Missouri Attorney General Josh Hawley (R) is reportedly creating an exploratory committee for a possible U.S. Senate bid next year.

Missouri Attorney General Josh Hawley

Missouri Democrats are responding by saying that Hawley is breaking a campaign promise.

Hawley, who grew up in western Missouri’s Lexington, is the youngest Attorney General in the nation. He was elected to that post in November 2016.

Sources tell the “Washington Examiner” that Hawley will file the federal paperwork on Friday. The newspaper cites sources close to Hawley.

Former Missouri Senator John C. “Jack” Danforth, who served 18 years in Washington, has been urging Hawley to run for the Senate in 2018.

“He really is an unusual I think once-in-a-generation political talent,” Danforth says. “He’s very bright, he’s very able and and broad-gauged.”

Danforth tells Missourinet that Hawley is committed to the Constitution.

“Josh Hawley is a constitutional scholar. He understands the structure of the Constitution,” says Danforth.

Danforth and former Missouri GOP Senators Kit Bond, John Ashcroft and Jim Talent have signed a letter, asking Hawley to run.

Their letter describes Missouri Senator Claire McCaskill (D) as an “active participant in the Resistance.”

Danforth, who served in the Senate from 1977 to January 1995, describes today’s Senate as “dysfunctional.”

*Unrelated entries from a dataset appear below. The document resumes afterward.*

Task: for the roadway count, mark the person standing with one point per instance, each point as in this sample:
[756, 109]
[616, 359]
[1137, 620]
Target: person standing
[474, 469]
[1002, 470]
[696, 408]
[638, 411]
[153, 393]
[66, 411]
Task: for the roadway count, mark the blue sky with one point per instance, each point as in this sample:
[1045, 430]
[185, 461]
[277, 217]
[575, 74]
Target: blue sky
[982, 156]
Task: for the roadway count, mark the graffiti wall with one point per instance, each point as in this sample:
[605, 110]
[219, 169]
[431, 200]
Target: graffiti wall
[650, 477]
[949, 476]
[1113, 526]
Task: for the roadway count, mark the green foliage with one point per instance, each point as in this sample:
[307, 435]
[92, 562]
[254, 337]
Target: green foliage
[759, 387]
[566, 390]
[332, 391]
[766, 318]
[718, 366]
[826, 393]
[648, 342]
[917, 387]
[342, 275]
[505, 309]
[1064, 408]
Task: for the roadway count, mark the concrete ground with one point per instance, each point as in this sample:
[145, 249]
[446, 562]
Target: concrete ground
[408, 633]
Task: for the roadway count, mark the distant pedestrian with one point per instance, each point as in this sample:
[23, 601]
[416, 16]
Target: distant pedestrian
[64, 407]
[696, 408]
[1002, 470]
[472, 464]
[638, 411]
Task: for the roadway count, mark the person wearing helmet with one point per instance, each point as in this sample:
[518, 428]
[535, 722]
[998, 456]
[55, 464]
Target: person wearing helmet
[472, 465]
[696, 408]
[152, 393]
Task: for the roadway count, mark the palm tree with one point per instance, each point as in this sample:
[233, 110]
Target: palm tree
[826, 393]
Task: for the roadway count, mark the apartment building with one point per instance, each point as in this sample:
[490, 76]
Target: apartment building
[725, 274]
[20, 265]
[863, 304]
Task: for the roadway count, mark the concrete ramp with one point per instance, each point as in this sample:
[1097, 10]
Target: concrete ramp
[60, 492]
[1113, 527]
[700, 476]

“There are 100 members of the U.S. Senate, 52 are Republicans, 48 are Democrats,” Danforth says. “Under Senate rules because of the possibility of filibuster, 40, 41 senators can block anything.”

Danforth says that’s what Senate Democrats have done. The letter from Danforth, Bond, Ashcroft and Talent says that “no senator in the history of our state has matched Claire McCaskill in opposing presidential nominees.”

Senator Claire McCaskill

McCaskill is seeking her third term in Washington.

She was elected to the Senate in 2006, ousting Republican incumbent Talent. McCaskill was re-elected to a six-year term in 2012, beating then-Congressman Todd Akin, R-Town and Country.

The Missouri Democratic Party Wednesday posted a Hawley tweet from June 14, 2016, which read: “Jefferson City is full of insiders just climbing the political ladder. Missouri voters deserve better. #MOAG”.

In that tweet, there are people in suits climbing ladders behind Hawley.

McCaskill campaign manager David Kirby has released a statement, noting that Hawley was sworn-in as Attorney General in January.

“Josh Hawley must want to set some kind of record- just a few months after promising Missourians he wouldn’t be a ladder-climbing politician, he decides he’d rather run for the next office than do the job he was elected to do. That’s exactly what Missourians can’t stand about politics – it represents the worst kind of politician, and calls into question what other promises Josh Hawley will break,” Kirby says in his statement.

State Rep. Paul Curtman, R-Pacific, launched an exploratory committee for the Senate race last weekend. Curtman, who served as a Sergeant in the United States Marine Corps, is in his fourth and final term in the Missouri House. He was first elected in 2010.